Nas últimas semanas, o Mythos da Anthropic tem sido visto como o padrão ouro para segurança cibernética alimentada por IA. Essa vantagem já pode estar diminuindo. De acordo com um novo relatório do The Wall Street Journal, pesquisadores de segurança dizem GLM-5.2 da startup chinesa de IA Z.ai agora pode se igualar ao Mythos quando se trata de encontrar vulnerabilidades de segurança de software, mesmo que ainda esteja atrás do Anthropic e do OpenAI em tarefas de raciocínio mais amplas.
O GLM-5.2 está preenchendo a lacuna em uma área muito importante
De acordo com o relatórioos pesquisadores descobriram que o GLM-5.2 tem um desempenho equivalente ao Mythos na identificação de bugs de software, um recurso que está se tornando cada vez mais importante à medida que as empresas correm para corrigir vulnerabilidades antes que os hackers possam explorá-las. O modelo também é de código aberto, o que significa que qualquer pessoa pode baixá-lo, modificá-lo e executá-lo em seu próprio hardware, sem depender de um provedor de nuvem.

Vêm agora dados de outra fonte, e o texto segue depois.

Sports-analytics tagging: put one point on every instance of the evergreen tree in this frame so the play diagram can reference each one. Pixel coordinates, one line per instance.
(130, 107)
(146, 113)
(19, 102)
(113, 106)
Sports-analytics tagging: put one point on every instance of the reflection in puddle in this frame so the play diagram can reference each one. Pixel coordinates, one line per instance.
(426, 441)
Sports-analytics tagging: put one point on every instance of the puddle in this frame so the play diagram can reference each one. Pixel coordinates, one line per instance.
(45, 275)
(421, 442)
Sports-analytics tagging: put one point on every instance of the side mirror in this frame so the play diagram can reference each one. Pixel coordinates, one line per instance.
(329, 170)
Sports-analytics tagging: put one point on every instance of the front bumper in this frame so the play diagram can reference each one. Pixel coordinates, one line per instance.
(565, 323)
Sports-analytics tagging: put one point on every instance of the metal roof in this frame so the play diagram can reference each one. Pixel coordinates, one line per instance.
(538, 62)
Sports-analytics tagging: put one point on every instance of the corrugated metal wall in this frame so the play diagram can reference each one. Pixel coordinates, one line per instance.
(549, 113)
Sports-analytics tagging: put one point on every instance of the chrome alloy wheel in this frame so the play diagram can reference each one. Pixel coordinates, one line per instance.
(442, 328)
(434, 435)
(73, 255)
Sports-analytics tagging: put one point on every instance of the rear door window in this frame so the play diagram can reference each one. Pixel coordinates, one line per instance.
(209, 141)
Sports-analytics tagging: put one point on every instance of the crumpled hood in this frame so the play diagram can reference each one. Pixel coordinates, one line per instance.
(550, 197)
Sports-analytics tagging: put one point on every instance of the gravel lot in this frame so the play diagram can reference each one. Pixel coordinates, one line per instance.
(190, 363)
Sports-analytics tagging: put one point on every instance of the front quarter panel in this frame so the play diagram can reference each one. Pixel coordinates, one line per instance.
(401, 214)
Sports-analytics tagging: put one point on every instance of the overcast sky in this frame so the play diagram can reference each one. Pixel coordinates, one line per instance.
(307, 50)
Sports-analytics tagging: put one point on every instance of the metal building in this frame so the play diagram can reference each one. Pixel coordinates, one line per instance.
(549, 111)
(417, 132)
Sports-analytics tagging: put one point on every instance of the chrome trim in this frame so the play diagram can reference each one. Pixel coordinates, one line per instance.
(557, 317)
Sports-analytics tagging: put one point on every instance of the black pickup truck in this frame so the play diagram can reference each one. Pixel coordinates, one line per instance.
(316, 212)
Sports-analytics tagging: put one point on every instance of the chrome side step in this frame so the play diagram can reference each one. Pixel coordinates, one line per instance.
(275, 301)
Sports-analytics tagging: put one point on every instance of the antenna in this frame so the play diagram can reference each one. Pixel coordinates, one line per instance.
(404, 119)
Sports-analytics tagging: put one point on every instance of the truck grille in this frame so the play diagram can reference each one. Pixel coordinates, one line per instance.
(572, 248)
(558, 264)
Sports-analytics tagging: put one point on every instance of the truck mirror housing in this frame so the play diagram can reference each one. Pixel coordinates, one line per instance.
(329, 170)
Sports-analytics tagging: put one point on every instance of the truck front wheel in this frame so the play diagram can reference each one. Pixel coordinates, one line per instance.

Essa flexibilidade torna-o atraente para as empresas, mas também levanta preocupações de que os cibercriminosos possam adaptá-lo para fins ofensivos.
O relatório tem o cuidado de salientar que isto não significa que a China tenha ultrapassado os EUA em termos de IA em geral. O GLM-5.2 ainda está atrás do Anthropic e do OpenAI em muitas tarefas de uso geral. Mas na segurança cibernética, onde mesmo pequenas melhorias podem ter consequências descomunais no mundo real, a lacuna de desempenho diminuiu drasticamente. De acordo com dados de benchmark citados pelo Journal, o GLM-5.2 até superou o Claude Opus 4.8 em algumas avaliações de segurança, enquanto os pesquisadores dizem que prompts adicionais permitem que ele atinja o desempenho de detecção de bugs no nível do Mythos.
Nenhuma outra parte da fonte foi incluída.